Serbs in Croatia alarmed by wave of attacks
"Last year we saw some forms of violence -- a murder, fatal blasts or attacks on Orthodox churches -- the likes of which hadn't occurred since the 1990s" marked by the Serbo-Croatian war, said local Serb MP Milorad Pupovac.
The head of the Organization for Security and Cooperation in Europe mission here recently voiced concerns about the increasing number of such incidents in the former Yugoslav republic.
"Every three days there is one attack against members of ethnic minorities," Jose Fuentes said, stressing such incidents slowed down the return of Serb refugees that fled Croatia during and after its 1991-1995 war.
Croatia's four-year war against Belgrade-backed Serb rebels was sparked by its proclamation of independence from the former Yugoslavia in 1991.
The conflict claimed about 20,000 lives while the rebels occupied a third of Croatia and expelled almost all non-Serbs. The war ended when the rebel uprising was crushed and about 280,000 ethnic Serbs fled Croatia.
So far about 40 percent of them have returned, according to the United Nations refugee agency UNHCR.
Despite improving ties between Belgrade and Zagreb, inter-ethnic relations remain tense between their people.

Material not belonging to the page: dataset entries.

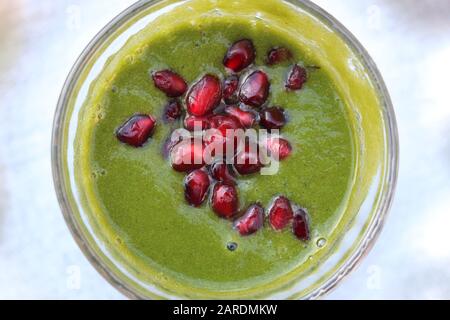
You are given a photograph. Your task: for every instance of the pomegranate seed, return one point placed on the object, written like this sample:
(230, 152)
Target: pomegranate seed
(273, 118)
(222, 172)
(278, 147)
(204, 96)
(247, 161)
(225, 202)
(191, 121)
(196, 186)
(278, 55)
(172, 84)
(300, 225)
(246, 118)
(252, 221)
(169, 143)
(173, 111)
(187, 155)
(280, 213)
(136, 130)
(230, 86)
(296, 78)
(255, 89)
(224, 123)
(240, 55)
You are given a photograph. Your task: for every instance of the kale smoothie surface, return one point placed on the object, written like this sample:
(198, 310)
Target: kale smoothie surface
(224, 224)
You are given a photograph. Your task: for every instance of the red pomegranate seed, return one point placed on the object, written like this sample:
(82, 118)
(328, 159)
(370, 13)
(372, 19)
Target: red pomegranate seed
(173, 111)
(278, 147)
(225, 201)
(172, 84)
(296, 78)
(169, 143)
(278, 55)
(230, 86)
(191, 121)
(247, 161)
(280, 213)
(252, 221)
(255, 89)
(224, 123)
(273, 118)
(187, 155)
(300, 225)
(196, 186)
(204, 96)
(136, 130)
(222, 172)
(240, 55)
(246, 118)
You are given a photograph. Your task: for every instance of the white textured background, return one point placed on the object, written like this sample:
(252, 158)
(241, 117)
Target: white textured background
(40, 40)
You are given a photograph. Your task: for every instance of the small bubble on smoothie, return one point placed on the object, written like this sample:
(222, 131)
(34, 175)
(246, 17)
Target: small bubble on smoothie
(232, 246)
(321, 242)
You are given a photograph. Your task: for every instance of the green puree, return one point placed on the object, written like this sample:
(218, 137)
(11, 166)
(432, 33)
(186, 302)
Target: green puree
(136, 200)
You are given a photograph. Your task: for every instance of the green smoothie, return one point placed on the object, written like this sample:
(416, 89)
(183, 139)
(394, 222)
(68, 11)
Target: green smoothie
(136, 202)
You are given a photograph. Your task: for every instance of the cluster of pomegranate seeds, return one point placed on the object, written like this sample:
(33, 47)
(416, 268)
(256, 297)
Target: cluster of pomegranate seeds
(246, 118)
(280, 213)
(196, 186)
(238, 101)
(224, 200)
(222, 172)
(187, 155)
(240, 55)
(247, 161)
(204, 96)
(230, 87)
(251, 221)
(136, 130)
(201, 122)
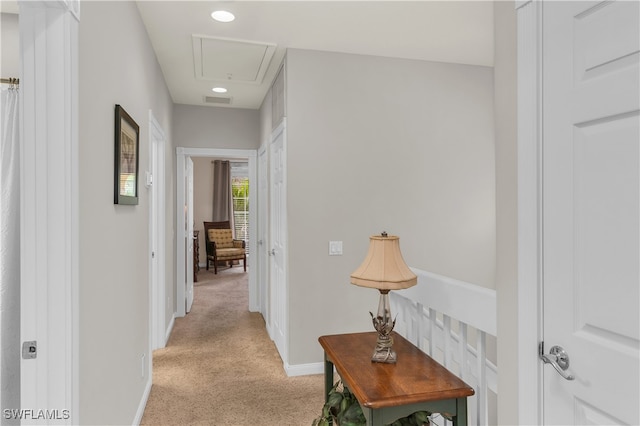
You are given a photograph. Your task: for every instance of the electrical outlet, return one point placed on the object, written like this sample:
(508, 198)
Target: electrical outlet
(335, 248)
(142, 365)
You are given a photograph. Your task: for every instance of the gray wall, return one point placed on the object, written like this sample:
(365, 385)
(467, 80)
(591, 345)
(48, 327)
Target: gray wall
(116, 67)
(216, 127)
(383, 144)
(505, 80)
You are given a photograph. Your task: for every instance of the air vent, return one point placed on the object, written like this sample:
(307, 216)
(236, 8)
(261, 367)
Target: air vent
(226, 59)
(217, 100)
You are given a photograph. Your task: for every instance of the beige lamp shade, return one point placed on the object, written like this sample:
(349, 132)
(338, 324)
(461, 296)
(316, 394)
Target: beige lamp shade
(384, 268)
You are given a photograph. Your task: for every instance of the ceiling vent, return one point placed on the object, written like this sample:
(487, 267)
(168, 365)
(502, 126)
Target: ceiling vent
(217, 100)
(232, 60)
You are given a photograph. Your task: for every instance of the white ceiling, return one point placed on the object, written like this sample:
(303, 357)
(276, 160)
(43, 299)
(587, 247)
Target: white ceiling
(444, 31)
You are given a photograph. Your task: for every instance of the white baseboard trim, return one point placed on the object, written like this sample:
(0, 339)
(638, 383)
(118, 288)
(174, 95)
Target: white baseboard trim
(143, 403)
(169, 329)
(304, 369)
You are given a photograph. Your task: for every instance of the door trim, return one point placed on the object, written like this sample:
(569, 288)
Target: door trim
(529, 17)
(181, 154)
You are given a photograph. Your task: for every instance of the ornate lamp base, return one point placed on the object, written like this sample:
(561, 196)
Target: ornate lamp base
(383, 351)
(383, 324)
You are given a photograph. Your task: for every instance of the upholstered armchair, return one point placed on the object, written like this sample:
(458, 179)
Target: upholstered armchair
(222, 247)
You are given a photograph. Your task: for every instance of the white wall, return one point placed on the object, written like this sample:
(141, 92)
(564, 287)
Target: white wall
(505, 79)
(9, 289)
(10, 45)
(116, 66)
(383, 144)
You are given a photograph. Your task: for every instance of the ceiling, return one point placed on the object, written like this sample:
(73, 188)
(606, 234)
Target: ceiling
(444, 31)
(197, 53)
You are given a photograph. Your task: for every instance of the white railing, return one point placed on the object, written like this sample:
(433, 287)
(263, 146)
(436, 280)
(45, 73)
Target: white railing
(450, 320)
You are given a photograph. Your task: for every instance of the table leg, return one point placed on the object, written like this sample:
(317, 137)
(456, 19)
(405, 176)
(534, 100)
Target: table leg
(460, 419)
(328, 377)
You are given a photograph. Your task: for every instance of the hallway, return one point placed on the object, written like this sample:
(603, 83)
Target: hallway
(221, 368)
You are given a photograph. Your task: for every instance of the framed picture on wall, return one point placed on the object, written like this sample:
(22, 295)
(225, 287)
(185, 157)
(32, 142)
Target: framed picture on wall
(127, 141)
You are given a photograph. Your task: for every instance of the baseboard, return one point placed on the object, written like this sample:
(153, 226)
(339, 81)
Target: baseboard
(143, 403)
(169, 329)
(304, 369)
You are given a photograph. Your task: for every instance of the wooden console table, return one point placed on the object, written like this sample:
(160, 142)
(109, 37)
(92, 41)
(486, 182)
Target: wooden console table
(387, 392)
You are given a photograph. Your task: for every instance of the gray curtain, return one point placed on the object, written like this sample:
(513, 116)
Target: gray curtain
(222, 195)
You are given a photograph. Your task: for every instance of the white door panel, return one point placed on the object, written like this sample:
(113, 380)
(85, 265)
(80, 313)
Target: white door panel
(278, 240)
(263, 232)
(189, 236)
(591, 215)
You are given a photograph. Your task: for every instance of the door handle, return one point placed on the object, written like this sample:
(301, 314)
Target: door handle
(559, 359)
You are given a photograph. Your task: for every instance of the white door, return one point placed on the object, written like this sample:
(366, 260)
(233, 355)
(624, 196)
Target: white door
(263, 232)
(278, 234)
(591, 217)
(188, 240)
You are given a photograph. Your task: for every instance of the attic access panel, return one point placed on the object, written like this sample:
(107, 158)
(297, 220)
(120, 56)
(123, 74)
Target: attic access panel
(228, 59)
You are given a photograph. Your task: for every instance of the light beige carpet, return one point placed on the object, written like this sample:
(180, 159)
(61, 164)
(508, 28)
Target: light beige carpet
(220, 367)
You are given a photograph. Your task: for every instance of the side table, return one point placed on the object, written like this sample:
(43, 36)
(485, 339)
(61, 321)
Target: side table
(387, 392)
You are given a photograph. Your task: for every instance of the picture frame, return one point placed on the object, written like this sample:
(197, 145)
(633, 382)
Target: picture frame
(127, 158)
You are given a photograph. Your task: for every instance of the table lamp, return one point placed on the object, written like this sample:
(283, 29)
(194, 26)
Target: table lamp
(384, 269)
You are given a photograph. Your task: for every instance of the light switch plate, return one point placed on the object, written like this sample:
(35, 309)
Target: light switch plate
(335, 248)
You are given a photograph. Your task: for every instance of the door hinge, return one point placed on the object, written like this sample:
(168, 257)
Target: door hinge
(29, 349)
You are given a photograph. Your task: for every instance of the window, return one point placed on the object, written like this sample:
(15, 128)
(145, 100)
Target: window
(240, 193)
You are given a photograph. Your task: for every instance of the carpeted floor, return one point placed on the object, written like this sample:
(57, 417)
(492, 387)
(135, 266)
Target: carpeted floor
(220, 367)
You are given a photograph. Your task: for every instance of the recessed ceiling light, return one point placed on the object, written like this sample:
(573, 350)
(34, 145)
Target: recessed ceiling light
(223, 16)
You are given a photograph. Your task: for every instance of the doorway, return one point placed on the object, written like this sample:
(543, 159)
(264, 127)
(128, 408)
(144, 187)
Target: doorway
(181, 198)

Two Croatian diplomats from the country's Belgrade embassy were recently attacked in the Serbian capital, while according to Zagreb there were 65 attacks in 2005 against ethnic Serbs, with culprits found in 26 of the cases.
However the offenders in some of the most serious attacks still remain at large, including a murder of an elderly man and the "suspicious" deaths of two Serb refugees killed by explosive devices.
Serb politician Pupovac labeled as "alarming" the increase in the number of incidents that also include assaults, threats, offensive graffiti and arson attacks.
A Croatian human rights group shares Serbs' worries, warning that authorities should act more firmly.
"In a series of incidents police acted rather slowly and inefficiently thus indicating that some things could be done without any consequences," the head of the Croatian branch of the Helsinki Committee for Human rights, Zarko Puhovski, told AFP.
Puhovski agrees with the Serb leaders that a number of attacks were partly due to dissatisfaction of some people with good results of Serb parties in May 2005 local elections, notably in war-affected areas.
Also the country's two biggest rightist parties -- the ruling HDZ and the Croatian Party of Rights -- have been adopting a moderate agenda leaving part of their voters feeling betrayed and thus turning toward violence, Puhovski said.
A parliamentary committee for human rights recently condemned the "ethnically motivated incidents" and urged the government to prevent them from happening.
The ruling Croatian Democratic Union (HDZ) upon its return to power in 2003 put forward a pro-European agenda in a bid to prove it had shaken off its hardline and anti-Serb legacy.
Prime Minister Ivo Sander immediately called on all ethnic Serbs who fled the country to return and urged tolerance.
"Such statements were credible at the time but not today," Pupovac warned. The integration and return of Serbs is one of the key issues for Croatia's bid to join the European Union by 2009.
"In Brussels and Zagreb everyone has European manners but as soon as we move further away things look rather different," Puhovski said.
The Serbs are Croatia's largest minority accounting for 4.5 percent of a population of 4.4 million. Before the war they made up about 12 percent.